841b465609e23b6b4bd49d088d5a9c33 ディパーテッド THE DEPARTED
監督:マーティン・スコセッシ
出演:レオナルド・ディカプリオ,マット・デイモン,ジャック・ニコルソン,
マーク・ウォールバーグ
トニー・レオン&アンディ・ラウ主演で大ヒットしたインファイナル・アフェア・トリロジーのハリウッドリメイク版。主人公はレオナルド・ディカプリオ&マット・ディモン。
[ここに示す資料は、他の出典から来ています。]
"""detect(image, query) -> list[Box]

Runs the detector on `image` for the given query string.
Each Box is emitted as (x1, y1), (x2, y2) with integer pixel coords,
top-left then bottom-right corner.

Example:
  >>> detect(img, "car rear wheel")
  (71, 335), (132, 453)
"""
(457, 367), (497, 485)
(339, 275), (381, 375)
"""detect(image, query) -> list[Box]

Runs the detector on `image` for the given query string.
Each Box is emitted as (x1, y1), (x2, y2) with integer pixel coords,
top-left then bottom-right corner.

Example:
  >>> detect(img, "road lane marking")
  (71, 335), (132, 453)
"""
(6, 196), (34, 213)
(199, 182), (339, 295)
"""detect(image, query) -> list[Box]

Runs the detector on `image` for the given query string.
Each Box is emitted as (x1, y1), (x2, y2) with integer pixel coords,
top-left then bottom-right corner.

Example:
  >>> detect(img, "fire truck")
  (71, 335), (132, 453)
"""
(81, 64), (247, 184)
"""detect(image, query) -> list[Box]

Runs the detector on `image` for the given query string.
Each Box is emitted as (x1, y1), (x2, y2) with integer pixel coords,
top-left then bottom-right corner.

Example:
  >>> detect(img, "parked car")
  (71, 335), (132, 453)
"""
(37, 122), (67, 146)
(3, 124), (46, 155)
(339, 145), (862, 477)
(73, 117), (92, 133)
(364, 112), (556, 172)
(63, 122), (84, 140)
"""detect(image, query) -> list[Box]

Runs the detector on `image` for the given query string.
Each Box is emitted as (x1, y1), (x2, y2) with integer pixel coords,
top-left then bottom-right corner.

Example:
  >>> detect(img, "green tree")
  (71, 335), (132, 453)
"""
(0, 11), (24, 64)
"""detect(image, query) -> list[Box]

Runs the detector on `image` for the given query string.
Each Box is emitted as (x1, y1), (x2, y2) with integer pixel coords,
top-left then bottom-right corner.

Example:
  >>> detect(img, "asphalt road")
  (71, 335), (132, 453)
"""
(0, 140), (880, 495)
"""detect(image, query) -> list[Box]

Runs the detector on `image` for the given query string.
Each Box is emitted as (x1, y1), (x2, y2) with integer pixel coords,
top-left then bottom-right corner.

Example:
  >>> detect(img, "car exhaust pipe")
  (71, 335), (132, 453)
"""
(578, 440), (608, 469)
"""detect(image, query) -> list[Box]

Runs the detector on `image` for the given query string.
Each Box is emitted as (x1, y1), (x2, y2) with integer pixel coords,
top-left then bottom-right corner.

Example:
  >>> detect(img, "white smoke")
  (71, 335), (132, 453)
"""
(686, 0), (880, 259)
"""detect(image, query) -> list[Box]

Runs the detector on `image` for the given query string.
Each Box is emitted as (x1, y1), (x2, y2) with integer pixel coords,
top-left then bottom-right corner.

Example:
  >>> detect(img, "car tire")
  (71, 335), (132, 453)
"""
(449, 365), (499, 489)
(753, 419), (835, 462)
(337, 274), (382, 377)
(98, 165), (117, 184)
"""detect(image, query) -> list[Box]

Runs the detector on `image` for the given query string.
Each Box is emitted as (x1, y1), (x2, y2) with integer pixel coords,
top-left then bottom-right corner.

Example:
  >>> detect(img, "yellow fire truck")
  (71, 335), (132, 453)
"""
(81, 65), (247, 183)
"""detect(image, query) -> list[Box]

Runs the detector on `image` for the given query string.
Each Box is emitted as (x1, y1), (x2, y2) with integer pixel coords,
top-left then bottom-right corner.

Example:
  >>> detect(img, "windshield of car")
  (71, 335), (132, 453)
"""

舞台は,州警察が組織犯罪との戦いを続けるボストン南部。
犯罪者が多発している不幸な一族ゆえ警察官になったビリーは,理不尽にも潜入捜査官に任ぜられ,犯罪組織のボス・コステロが取り仕切るギャングの一味となる。
一方,貧しい家庭の息子コリンは,優秀な頭脳を見込まれ,コステロに内通者になるよう育てられ,警察学校を卒業後,エリート捜査官の道を歩んでいた。
コステロが大取引をするという情報が舞い込み,それぞれの立場で内通戦を繰り広げる。内通に次ぐ内通は,それぞれの危機を招き,ネズミをあぶり出せと言う命令をそれぞれが受けた。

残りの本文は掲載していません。